(A) A set of features was derived from the NF-κB trajectories, and the resulting feature library was used to train and test XGBoost classifiers on ligand discrimination tasks.
(B) Comparison of macro-averaged class F1 scores for the task of classifying ligands across polarization states for XGBoost and LSTM models reveals similar drop in performance with polarization.
(C) Comparison of mean absolute SHAP values summed over classes for M0 model versus IL-10 and IL-4 models from XGBoost models trained independently for each polarization state on the task of classifying ligands (Amp., amplitude; Deriv., derivative; Int., integral; Osc., oscillatory).

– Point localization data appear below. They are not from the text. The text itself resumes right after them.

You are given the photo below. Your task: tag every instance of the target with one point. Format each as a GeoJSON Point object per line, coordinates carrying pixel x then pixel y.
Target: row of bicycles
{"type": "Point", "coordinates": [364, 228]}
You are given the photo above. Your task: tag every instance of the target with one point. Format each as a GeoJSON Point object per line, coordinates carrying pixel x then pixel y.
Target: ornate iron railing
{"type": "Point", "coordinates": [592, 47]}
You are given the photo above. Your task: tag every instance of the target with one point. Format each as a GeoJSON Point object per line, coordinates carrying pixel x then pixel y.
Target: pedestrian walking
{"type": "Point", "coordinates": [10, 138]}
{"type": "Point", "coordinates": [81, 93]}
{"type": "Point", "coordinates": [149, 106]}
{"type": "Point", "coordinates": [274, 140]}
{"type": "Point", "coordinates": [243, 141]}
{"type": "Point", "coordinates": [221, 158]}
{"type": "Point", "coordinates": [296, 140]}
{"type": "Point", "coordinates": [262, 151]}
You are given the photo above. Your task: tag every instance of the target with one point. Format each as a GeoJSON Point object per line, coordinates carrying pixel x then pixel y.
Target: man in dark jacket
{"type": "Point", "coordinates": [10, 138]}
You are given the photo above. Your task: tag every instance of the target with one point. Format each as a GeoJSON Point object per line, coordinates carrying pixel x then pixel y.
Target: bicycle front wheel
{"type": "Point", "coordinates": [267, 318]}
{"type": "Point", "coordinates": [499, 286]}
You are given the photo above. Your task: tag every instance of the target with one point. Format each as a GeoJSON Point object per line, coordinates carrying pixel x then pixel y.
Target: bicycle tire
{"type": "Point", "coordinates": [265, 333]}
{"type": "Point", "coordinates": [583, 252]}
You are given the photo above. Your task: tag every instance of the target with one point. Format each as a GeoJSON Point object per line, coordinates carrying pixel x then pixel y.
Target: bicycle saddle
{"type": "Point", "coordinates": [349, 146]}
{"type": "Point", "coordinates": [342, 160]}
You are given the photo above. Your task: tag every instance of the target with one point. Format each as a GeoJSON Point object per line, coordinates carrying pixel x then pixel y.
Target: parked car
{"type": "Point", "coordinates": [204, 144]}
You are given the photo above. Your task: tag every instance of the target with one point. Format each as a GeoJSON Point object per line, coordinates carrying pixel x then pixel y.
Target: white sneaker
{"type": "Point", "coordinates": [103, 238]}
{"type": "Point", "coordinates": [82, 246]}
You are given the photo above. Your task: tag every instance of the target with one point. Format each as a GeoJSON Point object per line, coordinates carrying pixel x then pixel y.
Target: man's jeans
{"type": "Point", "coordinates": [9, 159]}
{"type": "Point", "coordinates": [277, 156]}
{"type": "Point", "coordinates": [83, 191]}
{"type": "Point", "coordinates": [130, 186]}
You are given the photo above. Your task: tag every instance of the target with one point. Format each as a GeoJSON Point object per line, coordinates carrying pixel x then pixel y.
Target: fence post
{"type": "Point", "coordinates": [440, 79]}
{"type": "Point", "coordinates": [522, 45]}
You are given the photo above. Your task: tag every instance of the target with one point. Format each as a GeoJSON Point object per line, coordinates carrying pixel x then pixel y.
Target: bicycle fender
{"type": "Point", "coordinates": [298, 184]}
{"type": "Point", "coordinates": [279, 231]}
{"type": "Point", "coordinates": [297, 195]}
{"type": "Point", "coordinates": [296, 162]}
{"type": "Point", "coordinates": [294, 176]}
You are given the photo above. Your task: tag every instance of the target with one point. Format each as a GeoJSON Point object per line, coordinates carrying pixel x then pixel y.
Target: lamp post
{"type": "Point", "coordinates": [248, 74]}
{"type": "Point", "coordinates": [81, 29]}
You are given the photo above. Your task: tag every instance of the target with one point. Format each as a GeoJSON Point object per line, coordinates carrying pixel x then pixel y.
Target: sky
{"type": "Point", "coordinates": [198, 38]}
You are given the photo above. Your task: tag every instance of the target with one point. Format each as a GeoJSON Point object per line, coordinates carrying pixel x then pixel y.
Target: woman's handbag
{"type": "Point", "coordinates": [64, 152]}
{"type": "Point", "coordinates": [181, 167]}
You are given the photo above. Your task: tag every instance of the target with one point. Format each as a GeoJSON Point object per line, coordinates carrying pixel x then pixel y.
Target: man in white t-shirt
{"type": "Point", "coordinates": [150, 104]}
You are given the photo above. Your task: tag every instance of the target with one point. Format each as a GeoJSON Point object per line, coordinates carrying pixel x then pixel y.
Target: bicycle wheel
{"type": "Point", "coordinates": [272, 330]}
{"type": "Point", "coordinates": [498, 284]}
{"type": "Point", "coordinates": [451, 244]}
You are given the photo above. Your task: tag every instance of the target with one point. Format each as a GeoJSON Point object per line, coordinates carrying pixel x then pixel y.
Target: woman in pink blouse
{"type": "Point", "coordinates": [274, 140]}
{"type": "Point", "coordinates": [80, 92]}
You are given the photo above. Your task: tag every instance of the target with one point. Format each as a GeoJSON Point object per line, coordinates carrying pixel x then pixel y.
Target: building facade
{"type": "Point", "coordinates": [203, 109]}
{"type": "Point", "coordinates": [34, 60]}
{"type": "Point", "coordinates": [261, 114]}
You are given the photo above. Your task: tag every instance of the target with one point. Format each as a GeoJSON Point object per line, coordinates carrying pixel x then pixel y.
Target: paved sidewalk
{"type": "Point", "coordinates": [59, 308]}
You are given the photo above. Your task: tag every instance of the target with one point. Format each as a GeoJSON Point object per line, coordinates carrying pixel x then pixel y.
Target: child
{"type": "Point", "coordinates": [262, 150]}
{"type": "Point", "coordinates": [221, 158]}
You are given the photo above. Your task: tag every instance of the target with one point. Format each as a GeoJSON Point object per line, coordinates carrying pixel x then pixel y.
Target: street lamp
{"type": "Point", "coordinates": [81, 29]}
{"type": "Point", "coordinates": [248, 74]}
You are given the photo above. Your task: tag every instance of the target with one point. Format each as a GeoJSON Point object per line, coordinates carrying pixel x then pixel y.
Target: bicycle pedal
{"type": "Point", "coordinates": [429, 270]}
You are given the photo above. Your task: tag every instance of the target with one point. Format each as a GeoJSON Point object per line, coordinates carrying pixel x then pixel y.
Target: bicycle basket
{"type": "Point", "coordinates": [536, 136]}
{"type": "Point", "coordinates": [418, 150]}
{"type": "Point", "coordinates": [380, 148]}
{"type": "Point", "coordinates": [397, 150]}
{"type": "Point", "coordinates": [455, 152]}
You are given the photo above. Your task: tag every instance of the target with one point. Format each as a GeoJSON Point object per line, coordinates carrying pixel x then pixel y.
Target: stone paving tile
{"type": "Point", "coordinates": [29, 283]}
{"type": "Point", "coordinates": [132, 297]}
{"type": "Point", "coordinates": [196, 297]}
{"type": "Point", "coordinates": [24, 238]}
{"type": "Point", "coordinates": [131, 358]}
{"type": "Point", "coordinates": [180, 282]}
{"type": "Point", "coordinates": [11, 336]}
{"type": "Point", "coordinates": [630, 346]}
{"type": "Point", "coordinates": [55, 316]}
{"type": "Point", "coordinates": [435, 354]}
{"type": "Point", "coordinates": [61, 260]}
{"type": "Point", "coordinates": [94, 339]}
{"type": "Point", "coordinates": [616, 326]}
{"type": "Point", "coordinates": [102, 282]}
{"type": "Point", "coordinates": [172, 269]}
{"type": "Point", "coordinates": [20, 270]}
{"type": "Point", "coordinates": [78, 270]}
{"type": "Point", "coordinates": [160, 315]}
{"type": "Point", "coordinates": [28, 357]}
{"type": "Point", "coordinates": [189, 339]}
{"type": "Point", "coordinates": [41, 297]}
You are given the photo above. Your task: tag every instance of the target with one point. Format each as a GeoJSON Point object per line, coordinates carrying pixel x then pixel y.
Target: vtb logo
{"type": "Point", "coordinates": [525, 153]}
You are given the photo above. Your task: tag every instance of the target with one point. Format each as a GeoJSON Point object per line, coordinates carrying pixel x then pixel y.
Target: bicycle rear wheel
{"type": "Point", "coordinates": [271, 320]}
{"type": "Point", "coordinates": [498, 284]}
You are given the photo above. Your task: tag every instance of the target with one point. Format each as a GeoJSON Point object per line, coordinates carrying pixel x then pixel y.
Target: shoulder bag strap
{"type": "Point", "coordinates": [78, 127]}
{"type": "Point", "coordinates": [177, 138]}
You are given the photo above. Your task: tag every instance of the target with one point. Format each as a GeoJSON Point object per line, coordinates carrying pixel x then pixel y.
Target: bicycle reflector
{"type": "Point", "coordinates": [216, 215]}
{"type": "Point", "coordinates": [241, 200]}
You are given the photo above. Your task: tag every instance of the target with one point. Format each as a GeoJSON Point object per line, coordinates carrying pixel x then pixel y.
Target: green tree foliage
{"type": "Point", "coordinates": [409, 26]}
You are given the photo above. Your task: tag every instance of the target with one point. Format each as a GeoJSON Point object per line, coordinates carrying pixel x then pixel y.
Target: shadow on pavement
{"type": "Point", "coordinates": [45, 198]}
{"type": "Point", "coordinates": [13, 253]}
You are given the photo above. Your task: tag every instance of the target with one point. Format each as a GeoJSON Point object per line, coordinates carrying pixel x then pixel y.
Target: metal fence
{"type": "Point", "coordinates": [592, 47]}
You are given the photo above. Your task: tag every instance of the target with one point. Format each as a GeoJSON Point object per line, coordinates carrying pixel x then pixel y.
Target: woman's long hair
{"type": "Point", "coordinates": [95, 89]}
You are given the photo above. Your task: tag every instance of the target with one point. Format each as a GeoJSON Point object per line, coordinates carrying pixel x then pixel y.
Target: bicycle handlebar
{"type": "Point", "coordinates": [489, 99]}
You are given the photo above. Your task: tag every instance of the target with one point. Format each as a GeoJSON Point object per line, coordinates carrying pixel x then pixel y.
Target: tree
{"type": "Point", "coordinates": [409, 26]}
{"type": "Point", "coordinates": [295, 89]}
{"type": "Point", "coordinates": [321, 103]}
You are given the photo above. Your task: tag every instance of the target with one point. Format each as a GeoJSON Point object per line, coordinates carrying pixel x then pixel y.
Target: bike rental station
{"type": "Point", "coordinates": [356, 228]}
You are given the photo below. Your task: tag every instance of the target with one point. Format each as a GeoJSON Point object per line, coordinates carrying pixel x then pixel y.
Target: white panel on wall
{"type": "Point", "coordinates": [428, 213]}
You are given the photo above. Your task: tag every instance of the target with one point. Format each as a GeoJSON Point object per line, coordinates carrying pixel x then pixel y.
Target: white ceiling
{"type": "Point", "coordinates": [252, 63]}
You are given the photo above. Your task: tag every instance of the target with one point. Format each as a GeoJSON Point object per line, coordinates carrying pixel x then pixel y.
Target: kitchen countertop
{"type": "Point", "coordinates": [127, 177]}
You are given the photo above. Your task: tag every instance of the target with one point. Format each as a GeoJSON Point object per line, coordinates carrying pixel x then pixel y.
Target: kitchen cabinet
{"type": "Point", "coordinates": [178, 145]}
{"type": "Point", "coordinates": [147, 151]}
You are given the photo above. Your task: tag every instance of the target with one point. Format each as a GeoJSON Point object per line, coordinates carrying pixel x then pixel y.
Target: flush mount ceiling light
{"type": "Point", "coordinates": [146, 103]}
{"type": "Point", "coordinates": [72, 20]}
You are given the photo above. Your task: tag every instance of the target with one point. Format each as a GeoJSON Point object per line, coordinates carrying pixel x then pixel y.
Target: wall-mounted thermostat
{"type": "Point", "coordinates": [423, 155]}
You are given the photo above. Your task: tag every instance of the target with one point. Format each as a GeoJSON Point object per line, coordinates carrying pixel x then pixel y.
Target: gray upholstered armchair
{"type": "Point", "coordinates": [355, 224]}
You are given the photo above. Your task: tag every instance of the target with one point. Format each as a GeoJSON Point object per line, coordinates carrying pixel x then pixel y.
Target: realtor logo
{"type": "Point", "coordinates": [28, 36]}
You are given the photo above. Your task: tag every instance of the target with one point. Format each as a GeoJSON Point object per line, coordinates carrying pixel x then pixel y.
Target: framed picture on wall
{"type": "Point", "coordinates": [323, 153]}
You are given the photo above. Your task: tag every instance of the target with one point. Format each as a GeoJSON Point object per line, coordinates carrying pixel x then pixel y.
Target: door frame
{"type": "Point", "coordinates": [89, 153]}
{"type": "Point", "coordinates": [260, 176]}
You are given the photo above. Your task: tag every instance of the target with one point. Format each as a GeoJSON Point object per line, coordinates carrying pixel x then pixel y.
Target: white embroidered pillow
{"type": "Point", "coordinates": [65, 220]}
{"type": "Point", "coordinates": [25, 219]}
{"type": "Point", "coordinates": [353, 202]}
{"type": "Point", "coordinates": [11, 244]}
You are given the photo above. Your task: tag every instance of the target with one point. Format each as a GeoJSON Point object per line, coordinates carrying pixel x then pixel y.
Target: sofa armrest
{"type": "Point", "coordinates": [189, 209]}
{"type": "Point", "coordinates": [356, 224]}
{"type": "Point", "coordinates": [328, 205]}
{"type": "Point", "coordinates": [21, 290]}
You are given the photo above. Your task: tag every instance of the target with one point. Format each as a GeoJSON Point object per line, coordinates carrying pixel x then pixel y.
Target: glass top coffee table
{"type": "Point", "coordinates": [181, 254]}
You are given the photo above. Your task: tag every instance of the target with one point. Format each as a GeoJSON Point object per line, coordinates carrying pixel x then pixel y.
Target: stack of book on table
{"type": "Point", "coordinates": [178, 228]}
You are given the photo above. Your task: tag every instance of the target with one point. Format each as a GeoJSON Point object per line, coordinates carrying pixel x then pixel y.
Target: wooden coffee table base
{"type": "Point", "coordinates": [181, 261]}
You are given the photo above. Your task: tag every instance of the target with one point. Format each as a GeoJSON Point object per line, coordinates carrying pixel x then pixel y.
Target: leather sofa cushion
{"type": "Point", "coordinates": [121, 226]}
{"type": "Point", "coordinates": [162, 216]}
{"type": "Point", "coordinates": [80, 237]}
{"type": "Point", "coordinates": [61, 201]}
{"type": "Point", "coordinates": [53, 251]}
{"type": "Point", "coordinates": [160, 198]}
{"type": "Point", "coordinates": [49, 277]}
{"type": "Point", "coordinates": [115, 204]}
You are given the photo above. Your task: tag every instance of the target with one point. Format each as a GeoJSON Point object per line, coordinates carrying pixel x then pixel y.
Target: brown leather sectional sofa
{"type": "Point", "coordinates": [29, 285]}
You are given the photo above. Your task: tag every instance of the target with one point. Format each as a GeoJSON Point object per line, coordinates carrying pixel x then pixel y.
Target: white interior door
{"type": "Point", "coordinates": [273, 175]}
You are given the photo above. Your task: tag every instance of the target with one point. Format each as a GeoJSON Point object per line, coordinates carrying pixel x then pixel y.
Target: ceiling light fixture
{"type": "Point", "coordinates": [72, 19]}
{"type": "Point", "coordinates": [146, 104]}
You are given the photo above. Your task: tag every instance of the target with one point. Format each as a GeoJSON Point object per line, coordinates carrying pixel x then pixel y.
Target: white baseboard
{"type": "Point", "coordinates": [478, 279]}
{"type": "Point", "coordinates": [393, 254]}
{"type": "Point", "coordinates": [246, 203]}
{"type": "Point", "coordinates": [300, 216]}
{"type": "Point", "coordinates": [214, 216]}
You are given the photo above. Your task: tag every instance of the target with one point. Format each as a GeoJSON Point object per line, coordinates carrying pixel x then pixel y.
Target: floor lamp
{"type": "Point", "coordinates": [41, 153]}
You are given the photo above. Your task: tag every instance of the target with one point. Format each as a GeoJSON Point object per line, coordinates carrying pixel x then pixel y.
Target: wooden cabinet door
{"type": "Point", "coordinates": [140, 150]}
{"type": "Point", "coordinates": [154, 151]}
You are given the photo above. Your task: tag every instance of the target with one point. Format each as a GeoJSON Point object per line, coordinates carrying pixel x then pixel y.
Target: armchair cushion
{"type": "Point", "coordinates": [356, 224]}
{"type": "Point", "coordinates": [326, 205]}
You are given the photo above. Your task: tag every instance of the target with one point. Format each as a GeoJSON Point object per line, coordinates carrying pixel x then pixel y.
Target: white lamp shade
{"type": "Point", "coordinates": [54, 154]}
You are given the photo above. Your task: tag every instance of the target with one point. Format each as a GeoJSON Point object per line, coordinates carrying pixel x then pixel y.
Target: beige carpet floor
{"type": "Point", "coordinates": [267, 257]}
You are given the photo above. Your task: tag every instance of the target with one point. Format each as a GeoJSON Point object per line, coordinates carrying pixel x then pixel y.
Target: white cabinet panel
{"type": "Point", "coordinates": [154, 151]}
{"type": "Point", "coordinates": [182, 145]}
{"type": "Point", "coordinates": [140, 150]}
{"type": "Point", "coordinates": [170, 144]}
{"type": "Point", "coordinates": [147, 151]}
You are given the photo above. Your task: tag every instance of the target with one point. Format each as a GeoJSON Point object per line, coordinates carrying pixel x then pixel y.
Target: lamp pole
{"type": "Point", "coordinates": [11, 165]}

(D) Pearson correlation of mean absolute SHAP values summed over classes between different polarization models.
(E) Maximum macro-averaged F1 score obtained as features are removed from the set of top 20 features returned by the SHAP analysis for each polarization state. Model performance deteriorates once 14–15 features are removed; hence, 6–7 features are retained. Solid line with increased transparency displays threshold of 90% macro-averaged F1 score using all features for training.
(F) Comparison of XGBoost model macro-averaged F1 score when trained across all polarization states using all features (same model as in B) versus union of the selected features. Error bars in (E) correspond to 95% confidence intervals with n = 15.